Burst detection is an inherent problem for data streams and it has attracted extensive attention in research community due to its broad applications. In this paper, an integrated approach is introduced to solve burst events detection problem over high speed short text streams. First, we simplify the requirement by considering burst event as a set of burst features, then the processing speed can be accelerated and multiple features can be identified simultaneously.

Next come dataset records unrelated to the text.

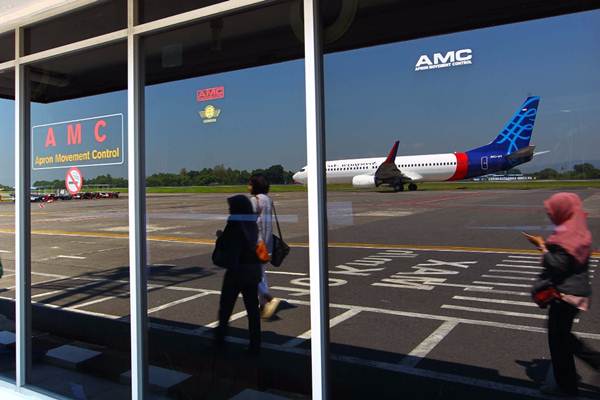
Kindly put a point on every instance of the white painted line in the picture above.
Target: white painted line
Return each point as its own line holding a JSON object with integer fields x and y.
{"x": 515, "y": 272}
{"x": 514, "y": 278}
{"x": 71, "y": 257}
{"x": 526, "y": 257}
{"x": 502, "y": 284}
{"x": 332, "y": 322}
{"x": 497, "y": 301}
{"x": 491, "y": 311}
{"x": 499, "y": 291}
{"x": 522, "y": 261}
{"x": 519, "y": 266}
{"x": 214, "y": 324}
{"x": 176, "y": 302}
{"x": 286, "y": 273}
{"x": 92, "y": 302}
{"x": 425, "y": 347}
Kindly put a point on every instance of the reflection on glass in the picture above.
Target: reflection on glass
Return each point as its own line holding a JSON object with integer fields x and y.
{"x": 79, "y": 225}
{"x": 429, "y": 152}
{"x": 7, "y": 226}
{"x": 218, "y": 112}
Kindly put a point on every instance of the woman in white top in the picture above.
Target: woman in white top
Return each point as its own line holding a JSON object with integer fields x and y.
{"x": 258, "y": 186}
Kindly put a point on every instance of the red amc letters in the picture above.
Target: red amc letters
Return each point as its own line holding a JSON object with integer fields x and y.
{"x": 74, "y": 134}
{"x": 210, "y": 93}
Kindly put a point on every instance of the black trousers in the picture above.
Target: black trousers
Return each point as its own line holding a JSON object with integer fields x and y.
{"x": 233, "y": 285}
{"x": 564, "y": 345}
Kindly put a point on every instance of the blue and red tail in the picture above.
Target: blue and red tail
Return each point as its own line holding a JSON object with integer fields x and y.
{"x": 517, "y": 132}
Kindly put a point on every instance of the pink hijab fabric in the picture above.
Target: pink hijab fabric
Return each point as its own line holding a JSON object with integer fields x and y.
{"x": 571, "y": 231}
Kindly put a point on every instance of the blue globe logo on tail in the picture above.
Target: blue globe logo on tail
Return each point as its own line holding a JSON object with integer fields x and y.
{"x": 517, "y": 132}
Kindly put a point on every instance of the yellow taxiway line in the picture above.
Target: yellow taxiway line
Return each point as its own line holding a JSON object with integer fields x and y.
{"x": 342, "y": 245}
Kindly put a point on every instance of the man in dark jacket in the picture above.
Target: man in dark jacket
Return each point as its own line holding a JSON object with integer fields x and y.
{"x": 236, "y": 247}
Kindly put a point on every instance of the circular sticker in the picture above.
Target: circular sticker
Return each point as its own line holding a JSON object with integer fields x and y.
{"x": 74, "y": 180}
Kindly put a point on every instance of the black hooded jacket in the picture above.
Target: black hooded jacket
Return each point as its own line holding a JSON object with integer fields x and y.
{"x": 238, "y": 241}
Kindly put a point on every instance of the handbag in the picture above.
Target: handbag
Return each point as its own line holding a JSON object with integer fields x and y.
{"x": 543, "y": 297}
{"x": 219, "y": 257}
{"x": 280, "y": 248}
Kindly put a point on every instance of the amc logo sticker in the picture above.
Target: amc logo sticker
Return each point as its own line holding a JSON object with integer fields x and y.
{"x": 82, "y": 142}
{"x": 452, "y": 58}
{"x": 210, "y": 93}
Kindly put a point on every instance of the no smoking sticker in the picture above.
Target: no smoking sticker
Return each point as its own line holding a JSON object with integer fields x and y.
{"x": 74, "y": 180}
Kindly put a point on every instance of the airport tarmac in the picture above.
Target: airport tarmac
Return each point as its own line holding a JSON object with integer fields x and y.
{"x": 432, "y": 284}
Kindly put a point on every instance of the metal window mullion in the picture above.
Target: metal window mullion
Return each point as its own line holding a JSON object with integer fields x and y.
{"x": 22, "y": 219}
{"x": 7, "y": 65}
{"x": 317, "y": 201}
{"x": 74, "y": 47}
{"x": 137, "y": 210}
{"x": 197, "y": 15}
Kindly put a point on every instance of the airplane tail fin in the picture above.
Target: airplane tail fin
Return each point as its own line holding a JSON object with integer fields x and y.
{"x": 517, "y": 132}
{"x": 391, "y": 158}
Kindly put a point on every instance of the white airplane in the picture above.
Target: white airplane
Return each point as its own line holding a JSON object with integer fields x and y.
{"x": 509, "y": 149}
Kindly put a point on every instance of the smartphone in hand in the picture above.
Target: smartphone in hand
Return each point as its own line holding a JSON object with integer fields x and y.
{"x": 537, "y": 241}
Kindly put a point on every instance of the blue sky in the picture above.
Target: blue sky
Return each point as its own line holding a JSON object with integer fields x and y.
{"x": 373, "y": 97}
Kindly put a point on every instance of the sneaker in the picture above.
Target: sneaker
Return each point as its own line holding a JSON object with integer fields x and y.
{"x": 555, "y": 390}
{"x": 269, "y": 308}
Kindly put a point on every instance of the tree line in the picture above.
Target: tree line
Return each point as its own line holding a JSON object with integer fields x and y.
{"x": 219, "y": 175}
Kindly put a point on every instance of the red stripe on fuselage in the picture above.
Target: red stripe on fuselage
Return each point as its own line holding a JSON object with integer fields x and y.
{"x": 462, "y": 166}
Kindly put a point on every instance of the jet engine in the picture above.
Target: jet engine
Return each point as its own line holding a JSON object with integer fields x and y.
{"x": 363, "y": 181}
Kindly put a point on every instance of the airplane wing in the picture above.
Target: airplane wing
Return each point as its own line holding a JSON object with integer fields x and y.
{"x": 539, "y": 153}
{"x": 412, "y": 176}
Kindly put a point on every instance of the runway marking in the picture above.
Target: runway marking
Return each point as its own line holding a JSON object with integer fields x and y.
{"x": 519, "y": 266}
{"x": 176, "y": 302}
{"x": 286, "y": 273}
{"x": 348, "y": 245}
{"x": 492, "y": 311}
{"x": 214, "y": 324}
{"x": 502, "y": 284}
{"x": 332, "y": 322}
{"x": 515, "y": 272}
{"x": 511, "y": 292}
{"x": 420, "y": 352}
{"x": 496, "y": 301}
{"x": 516, "y": 278}
{"x": 95, "y": 301}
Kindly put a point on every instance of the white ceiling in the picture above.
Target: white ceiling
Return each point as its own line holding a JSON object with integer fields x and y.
{"x": 14, "y": 12}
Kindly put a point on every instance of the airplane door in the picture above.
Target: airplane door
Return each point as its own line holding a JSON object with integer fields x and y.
{"x": 484, "y": 163}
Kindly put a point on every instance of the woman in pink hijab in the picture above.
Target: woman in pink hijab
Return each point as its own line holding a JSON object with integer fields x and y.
{"x": 565, "y": 260}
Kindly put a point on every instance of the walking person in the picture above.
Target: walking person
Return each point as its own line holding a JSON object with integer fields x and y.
{"x": 236, "y": 248}
{"x": 565, "y": 277}
{"x": 258, "y": 186}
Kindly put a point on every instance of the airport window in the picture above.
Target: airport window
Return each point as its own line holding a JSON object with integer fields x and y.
{"x": 206, "y": 132}
{"x": 83, "y": 23}
{"x": 407, "y": 267}
{"x": 7, "y": 46}
{"x": 7, "y": 225}
{"x": 79, "y": 224}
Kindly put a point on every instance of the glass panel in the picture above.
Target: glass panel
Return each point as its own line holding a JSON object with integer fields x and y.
{"x": 7, "y": 46}
{"x": 430, "y": 275}
{"x": 219, "y": 109}
{"x": 84, "y": 23}
{"x": 151, "y": 10}
{"x": 7, "y": 224}
{"x": 79, "y": 212}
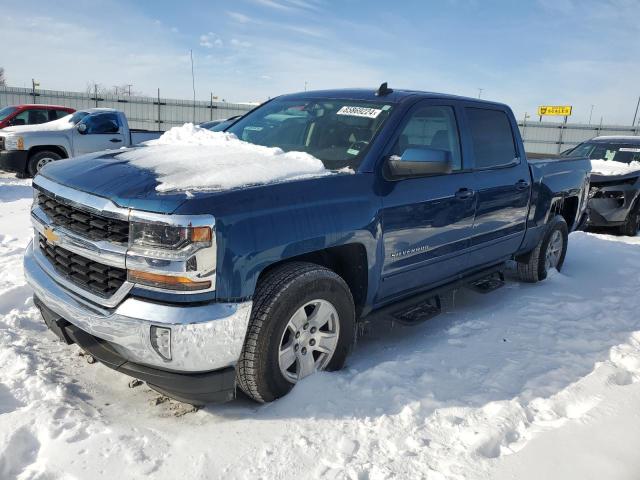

Second, by using the ratio of the number of documents with specific feature and total number of documents during a period of time as the measurement, our solution adapts to any kind of data distribution. Then we propose two algorithms to maintain the ratio in the sliding window. Finally, we propose a burst detection algorithm based on Ratio Aggregation Pyramid (RAP) and Slope Pyramid (SP) data structure, which are extended from Aggregation Pyramid (AP). Our algorithm can detect burst in multiple window sizes simultaneously and is parameter-free. Theoretical analysis and experimental results verify the availability, efficiency and scalability of our method.